The seven countries represented at the event – the Central African Republic, Malawi, Nepal, Palestine, Rwanda, Tanzania, and Uganda – have developed national response strategies to their countries’ major barriers in water resources management (WRM) and water and sanitation (WASH) services. Funded by the UK Foreign Commonwealth & Development Office (FCDO), the Global Water Leadership in a Changing Climate (GWL) programme was co-implemented across a total of ten countries by the Global Water Partnership (GWP), United Nations Children’s Fund (UNICEF), Sanitation and Water for All (SWA), Joint Monitoring Programme for Water Supply, Sanitation and Hygiene (JMP) and the World Health Organization (WHO).  The programme winds to a close on 31 March 2024.

Since launching in April 2021, GWL has been working to strengthen national support for water resource and services management, provide critical information and analysis to identify and resolve barriers, input into water and/or climate policies, and helped governments bolster its climate resilience.  At the core of the GWL programme are government-validated Response Strategies for addressing the most critical barriers to climate-resilient water management.
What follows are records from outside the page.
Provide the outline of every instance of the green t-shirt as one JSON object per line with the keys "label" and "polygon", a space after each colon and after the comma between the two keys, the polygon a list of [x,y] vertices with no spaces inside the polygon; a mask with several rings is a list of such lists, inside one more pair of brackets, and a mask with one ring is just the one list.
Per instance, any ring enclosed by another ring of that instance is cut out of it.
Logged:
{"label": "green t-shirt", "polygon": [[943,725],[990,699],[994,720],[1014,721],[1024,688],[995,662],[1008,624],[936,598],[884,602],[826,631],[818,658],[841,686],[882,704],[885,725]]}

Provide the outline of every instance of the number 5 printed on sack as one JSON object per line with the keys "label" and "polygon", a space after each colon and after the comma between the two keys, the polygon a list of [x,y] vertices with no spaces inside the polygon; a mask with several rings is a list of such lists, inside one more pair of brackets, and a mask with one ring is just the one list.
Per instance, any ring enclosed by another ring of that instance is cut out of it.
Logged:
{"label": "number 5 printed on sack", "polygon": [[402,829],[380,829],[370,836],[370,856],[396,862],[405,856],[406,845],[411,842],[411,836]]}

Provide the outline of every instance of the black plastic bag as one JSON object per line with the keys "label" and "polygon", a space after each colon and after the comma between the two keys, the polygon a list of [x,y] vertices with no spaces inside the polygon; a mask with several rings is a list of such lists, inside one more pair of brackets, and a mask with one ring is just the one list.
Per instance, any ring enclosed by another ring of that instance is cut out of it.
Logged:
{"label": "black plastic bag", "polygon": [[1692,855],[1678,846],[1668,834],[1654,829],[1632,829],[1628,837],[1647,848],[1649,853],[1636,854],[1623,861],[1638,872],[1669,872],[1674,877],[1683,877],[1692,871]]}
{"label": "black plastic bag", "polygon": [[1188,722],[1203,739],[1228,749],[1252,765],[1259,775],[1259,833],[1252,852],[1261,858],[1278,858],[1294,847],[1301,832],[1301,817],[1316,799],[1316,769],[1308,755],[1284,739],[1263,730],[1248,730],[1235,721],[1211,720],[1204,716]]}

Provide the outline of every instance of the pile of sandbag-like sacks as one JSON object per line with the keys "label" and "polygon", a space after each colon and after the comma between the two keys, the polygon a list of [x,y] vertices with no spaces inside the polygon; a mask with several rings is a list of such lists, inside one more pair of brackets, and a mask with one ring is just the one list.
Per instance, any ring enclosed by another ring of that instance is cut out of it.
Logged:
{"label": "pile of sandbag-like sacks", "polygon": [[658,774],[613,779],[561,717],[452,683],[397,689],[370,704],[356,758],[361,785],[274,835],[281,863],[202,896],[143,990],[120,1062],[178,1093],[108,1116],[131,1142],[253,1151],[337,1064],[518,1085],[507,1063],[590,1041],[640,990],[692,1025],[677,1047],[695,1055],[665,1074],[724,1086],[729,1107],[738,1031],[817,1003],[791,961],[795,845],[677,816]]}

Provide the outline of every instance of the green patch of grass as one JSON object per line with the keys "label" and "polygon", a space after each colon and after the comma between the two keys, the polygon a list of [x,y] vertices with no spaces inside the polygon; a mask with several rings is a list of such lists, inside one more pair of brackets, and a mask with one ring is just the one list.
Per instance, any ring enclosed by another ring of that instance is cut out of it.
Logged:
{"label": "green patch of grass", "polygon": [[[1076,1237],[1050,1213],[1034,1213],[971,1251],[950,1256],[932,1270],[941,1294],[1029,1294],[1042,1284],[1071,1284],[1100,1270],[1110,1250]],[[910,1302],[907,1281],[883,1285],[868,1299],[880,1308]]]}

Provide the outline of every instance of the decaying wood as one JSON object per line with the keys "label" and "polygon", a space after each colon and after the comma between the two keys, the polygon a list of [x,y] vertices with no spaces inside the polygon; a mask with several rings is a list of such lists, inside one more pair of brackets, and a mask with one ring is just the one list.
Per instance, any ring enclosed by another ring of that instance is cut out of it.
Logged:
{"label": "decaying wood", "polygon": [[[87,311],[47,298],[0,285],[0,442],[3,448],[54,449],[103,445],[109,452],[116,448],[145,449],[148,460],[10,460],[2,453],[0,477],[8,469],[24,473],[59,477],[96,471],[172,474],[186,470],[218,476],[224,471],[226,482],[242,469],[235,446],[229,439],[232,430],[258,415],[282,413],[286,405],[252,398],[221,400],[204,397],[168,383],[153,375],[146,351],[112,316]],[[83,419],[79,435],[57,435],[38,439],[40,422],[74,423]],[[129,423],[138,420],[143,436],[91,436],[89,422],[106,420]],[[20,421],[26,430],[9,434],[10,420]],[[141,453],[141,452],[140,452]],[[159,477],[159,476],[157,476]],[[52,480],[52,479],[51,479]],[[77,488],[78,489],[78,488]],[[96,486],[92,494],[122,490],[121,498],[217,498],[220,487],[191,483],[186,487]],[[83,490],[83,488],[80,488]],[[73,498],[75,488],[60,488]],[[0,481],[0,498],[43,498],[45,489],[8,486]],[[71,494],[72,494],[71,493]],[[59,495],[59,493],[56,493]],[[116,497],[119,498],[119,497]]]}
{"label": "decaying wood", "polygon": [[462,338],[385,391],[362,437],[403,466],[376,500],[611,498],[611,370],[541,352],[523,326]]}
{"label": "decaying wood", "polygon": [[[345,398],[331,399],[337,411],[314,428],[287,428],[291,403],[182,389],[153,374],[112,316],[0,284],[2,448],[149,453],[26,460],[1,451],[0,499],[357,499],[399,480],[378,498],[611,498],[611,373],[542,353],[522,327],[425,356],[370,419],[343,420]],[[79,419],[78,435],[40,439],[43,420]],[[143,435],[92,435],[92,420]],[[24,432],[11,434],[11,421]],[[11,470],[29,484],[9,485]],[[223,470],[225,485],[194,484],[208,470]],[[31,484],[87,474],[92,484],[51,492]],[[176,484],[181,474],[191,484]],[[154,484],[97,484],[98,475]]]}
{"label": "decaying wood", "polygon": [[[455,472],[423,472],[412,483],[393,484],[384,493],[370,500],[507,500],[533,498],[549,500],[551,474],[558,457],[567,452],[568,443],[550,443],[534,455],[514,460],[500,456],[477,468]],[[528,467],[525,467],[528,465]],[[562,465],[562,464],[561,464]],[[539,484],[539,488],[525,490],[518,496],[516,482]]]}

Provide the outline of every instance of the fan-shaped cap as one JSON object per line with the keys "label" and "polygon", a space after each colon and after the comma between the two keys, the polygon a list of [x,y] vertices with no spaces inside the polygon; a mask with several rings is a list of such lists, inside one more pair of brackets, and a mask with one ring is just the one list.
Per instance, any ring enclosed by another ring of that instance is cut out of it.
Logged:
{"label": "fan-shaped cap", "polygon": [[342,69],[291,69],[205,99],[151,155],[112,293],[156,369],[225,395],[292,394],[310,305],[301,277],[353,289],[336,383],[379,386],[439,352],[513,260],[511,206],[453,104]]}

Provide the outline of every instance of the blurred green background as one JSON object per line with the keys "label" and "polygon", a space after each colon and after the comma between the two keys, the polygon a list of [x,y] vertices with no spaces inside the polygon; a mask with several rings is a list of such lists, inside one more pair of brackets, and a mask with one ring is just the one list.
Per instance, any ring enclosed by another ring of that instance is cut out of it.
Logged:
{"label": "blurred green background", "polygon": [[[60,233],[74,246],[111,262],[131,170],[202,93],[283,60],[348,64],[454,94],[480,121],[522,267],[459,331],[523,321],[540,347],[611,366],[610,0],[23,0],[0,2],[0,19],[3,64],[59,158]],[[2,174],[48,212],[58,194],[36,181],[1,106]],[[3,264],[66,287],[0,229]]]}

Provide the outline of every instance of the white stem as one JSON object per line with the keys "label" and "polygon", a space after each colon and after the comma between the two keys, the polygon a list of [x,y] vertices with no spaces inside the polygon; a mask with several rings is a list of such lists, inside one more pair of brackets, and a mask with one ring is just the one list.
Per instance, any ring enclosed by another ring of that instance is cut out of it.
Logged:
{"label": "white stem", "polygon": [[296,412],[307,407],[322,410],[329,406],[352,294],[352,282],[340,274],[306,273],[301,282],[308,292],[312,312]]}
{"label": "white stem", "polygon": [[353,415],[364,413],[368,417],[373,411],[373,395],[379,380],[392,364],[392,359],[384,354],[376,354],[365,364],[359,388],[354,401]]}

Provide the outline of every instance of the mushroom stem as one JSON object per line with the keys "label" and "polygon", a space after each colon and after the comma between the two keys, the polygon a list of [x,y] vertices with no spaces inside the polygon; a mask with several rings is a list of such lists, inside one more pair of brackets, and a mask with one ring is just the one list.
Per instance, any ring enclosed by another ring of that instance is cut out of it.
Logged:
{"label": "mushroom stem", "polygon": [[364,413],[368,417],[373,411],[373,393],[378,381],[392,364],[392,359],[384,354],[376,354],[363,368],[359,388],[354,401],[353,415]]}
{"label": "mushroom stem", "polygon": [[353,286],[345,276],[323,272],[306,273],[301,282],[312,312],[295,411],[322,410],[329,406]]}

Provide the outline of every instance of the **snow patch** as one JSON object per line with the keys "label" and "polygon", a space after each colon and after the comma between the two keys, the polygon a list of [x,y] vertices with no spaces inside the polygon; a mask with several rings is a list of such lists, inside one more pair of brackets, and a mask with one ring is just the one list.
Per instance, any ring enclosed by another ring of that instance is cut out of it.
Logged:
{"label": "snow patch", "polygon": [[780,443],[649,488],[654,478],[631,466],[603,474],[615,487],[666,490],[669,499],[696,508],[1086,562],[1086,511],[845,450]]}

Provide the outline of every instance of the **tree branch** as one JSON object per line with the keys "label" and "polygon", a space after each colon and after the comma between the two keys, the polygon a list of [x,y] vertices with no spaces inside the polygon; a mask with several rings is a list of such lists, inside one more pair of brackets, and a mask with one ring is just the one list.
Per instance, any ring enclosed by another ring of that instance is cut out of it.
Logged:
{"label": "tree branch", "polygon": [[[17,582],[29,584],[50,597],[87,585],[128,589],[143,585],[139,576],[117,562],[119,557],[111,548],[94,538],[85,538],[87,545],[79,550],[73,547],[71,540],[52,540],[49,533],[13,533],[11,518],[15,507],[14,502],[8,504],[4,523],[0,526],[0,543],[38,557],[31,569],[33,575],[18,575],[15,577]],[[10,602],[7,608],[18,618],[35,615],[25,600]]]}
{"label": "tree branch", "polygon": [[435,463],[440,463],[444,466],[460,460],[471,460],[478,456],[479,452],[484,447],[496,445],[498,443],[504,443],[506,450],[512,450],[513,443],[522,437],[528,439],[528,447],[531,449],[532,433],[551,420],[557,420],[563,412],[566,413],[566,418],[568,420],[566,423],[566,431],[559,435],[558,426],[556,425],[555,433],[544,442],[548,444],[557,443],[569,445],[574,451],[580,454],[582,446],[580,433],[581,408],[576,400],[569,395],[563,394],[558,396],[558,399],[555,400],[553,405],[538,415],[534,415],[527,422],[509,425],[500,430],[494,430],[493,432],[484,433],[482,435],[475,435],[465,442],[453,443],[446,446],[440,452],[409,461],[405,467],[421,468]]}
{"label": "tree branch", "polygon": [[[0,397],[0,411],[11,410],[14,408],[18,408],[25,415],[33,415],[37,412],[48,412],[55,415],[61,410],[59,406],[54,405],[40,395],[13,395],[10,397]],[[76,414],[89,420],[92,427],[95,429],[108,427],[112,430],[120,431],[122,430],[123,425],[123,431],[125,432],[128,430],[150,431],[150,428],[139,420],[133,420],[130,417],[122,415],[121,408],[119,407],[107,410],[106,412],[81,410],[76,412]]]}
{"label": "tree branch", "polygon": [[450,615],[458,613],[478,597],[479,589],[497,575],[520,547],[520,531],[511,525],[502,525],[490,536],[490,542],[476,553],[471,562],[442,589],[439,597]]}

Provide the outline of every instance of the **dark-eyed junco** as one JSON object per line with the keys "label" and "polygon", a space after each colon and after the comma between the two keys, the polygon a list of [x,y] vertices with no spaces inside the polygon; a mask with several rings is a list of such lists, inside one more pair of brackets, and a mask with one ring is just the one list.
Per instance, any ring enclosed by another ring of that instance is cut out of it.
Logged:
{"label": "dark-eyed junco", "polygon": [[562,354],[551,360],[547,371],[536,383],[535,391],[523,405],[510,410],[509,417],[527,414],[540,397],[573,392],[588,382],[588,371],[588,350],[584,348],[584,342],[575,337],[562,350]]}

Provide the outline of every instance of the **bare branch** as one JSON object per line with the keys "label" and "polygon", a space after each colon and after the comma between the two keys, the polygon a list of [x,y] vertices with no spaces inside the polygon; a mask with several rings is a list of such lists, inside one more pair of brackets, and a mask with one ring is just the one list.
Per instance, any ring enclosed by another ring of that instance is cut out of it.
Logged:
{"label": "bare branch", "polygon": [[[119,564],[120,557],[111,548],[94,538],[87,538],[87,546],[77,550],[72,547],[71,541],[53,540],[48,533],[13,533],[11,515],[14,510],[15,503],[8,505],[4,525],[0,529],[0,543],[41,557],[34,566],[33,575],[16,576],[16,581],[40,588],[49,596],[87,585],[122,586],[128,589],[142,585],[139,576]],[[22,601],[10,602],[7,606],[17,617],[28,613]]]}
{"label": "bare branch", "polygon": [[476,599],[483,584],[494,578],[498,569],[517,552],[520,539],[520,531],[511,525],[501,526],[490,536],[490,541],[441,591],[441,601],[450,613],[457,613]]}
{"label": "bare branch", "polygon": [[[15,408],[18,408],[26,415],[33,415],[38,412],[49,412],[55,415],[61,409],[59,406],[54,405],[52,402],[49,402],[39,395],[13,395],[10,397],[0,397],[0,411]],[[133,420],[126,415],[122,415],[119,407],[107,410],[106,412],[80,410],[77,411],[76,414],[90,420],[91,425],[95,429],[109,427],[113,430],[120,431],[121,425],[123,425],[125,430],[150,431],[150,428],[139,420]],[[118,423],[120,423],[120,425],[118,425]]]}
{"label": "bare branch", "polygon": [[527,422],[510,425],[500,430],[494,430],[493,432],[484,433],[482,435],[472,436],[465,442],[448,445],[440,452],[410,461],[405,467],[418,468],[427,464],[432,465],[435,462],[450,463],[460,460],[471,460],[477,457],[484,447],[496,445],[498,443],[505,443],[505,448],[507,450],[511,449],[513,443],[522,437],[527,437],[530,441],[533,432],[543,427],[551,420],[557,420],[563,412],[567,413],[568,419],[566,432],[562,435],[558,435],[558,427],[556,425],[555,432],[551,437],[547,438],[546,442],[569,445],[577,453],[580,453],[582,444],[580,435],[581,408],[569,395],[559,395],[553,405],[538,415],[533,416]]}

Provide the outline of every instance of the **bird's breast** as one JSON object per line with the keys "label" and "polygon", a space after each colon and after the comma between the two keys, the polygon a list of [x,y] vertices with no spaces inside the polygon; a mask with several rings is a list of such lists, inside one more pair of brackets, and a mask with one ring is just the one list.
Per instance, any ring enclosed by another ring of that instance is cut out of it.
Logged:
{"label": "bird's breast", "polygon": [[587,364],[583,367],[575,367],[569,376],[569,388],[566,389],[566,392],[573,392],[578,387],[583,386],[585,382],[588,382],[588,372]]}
Barriers have been identified by national stakeholders, who have prioritized the top 2 to 4 barriers in their respective country.  

Governments in the seven countries will integrate the response strategies into their national plans and programmes as well as mobilize water stakeholders to contribute towards financing strategies.

The two-day workshop was opened with remarks on the importance of strengthening partnerships to promote the role of water in climate resilience, culminating with a welcome address from the Malawi’s Deputy Minister of Water and Sanitation.  Other notable guests include the Deputy Representative for UNICEF- Malawi, the Deputy High Commissioner and Development Director of the British High Commission, Malawi, and the UNFCCC Chair for the LDC Coordination Group.

“The GWL Programme has strengthened national support for water resources and services management while infusing a more holistic approach to water management into the sector and bolstering its climate resilience,” said Lesley Pories, GWL Global Coordinator at the Global Water Partnership.  “My favorite feature of the response plans is that they include comprehensive finance plans, developed by the working groups with assistance from a local finance expert.  This enables governments to integrate these strategies more easily into their planning and, most importantly, budgets.”